Par ailleurs, en prévoyant l’importance des actes que nous allions rencontrer sur le terrain et la quantité de détails et de nouveauté qu’ils pourraient fournir, nous avons filmé à peu près 72 évènements et situations (en rapport avec le traitement de la terre) observées tout au long des 11 mois de terrain. Ce volume d’activités fut l’objet d’à peu près 69h d’enregistrements vidéo. L’utilité la plus évidente de cette technique est que les images nous permirent d’examiner le détail de plusieurs activités observées sur place et nous permettant ainsi d'identifier des informations complémentaires sur des aspects déjà connus, ou de nouvelles informations portant sur des aspects que nous n’avions pas remarqués pendant le déroulement des évènements. Cette stratégie fut particulièrement utile pour découvrir les subtilités de l’entrecroisement fréquent des exercices et des gestes dans les activités sur la parcelle agricole. Mais il a fallu un certain effort économique et d’organisation pour disposer des ressources nécessaires dans les moments importants, notamment les batteries pour la caméra. Comme nous l’avons déjà signalé, pendant notre terrain il n’y avait pas de chemin carrossable entre Chillimocco et Marcapata et un aller-retour pour recharger les batteries (car il n’y a pas d’électricité à Chillimocco) pouvait nous prendre autour de 15 h de marche, ce qui est très difficile à réaliser même sur deux jours.
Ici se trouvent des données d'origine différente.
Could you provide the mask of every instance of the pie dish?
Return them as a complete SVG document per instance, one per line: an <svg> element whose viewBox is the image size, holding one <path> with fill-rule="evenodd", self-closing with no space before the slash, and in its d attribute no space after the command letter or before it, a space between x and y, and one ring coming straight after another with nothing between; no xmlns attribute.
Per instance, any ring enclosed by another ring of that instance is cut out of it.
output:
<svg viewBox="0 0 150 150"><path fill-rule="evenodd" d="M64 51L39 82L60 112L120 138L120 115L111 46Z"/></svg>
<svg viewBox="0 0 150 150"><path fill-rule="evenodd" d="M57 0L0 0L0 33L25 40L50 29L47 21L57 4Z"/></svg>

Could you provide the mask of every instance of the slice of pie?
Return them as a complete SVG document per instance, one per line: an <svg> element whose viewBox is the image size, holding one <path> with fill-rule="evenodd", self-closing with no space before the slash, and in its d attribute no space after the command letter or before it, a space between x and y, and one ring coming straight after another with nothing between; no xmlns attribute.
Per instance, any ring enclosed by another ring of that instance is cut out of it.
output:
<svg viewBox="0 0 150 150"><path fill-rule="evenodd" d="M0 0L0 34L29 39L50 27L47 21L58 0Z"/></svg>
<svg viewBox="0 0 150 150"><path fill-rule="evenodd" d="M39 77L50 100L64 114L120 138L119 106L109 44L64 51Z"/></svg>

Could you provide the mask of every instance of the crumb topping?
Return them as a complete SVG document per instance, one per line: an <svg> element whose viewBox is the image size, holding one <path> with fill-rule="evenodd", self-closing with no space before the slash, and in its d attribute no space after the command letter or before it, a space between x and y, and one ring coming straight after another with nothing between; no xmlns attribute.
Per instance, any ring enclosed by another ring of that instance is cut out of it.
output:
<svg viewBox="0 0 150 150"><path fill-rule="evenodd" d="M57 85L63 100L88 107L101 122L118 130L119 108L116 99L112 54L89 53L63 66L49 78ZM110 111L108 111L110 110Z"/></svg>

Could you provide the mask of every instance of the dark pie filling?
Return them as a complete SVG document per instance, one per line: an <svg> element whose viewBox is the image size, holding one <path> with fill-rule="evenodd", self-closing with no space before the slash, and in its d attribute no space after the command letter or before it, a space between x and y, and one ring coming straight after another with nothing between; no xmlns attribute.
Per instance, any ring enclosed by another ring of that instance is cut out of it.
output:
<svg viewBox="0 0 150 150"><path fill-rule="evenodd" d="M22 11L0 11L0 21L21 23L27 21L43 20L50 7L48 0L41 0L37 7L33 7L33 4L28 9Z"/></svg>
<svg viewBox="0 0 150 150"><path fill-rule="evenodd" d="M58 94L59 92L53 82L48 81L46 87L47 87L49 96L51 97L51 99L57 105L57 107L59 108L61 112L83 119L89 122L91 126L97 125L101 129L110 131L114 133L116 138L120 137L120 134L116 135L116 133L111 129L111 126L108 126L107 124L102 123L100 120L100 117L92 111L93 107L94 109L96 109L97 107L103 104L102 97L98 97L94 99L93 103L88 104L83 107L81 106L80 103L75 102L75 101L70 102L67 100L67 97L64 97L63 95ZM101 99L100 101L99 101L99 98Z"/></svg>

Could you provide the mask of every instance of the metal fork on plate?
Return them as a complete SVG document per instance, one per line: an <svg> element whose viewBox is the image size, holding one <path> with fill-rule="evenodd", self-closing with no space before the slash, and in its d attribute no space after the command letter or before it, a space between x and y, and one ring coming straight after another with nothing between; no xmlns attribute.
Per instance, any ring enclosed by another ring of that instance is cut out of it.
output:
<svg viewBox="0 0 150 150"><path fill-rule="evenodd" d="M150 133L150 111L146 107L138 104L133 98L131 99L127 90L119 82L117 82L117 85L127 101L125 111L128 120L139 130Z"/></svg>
De ce fait, plusieurs activités observées ne furent pas

filmées, mais cela était aussi prévu et nécessaire pour un engagement plus complet dans la partie participative de l’observation ontographique.

L’utilisation de chaque heure de ces images (bien que cela dépende de la technologie employée) demanda à peu près 5 heures pour la conversion au numérique, afin de pouvoir les manipuler sur l’ordinateur. De plus, la transcription n’était possible que pour les morceaux les plus importants. Si la transcription d’une heure d'enregistrement audio difficile à saisir peut prendre autour de 6h, le temps de transcription d’une heure de vidéo peut se multiplier plusieurs fois en fonction de la présence ou non de dialogues, et des différents détails visuels qu’il est nécessaire de décrire. De ce fait, nous avons traité de façon approfondie seulement environ 40 h de ces enregistrements. Le reste fut utilisé d’une manière plus rapide, avec le visionnement des éléments les plus saillants des activités. Il faut ajouter que l’enregistrement vidéo fut un élément qui nous a aidé à prendre une certaine distance par rapport aux activités, ce qui était délibéré afin de pouvoir les combiner avec d’autres moments d’un engagement plus important dans leur déroulement. Il faut signaler aussi que, entre autres, les Chillimoccokuna acceptaient ce type de présence silencieuse —qui aurait pu paraître étrange par ailleurs— parce que nous avions offert de laisser un DVD à chaque famille avec des images de leurs pratiques. Cette offre faisait partie d’un rapport de réciprocité qui encadrait notre présence dans la communauté.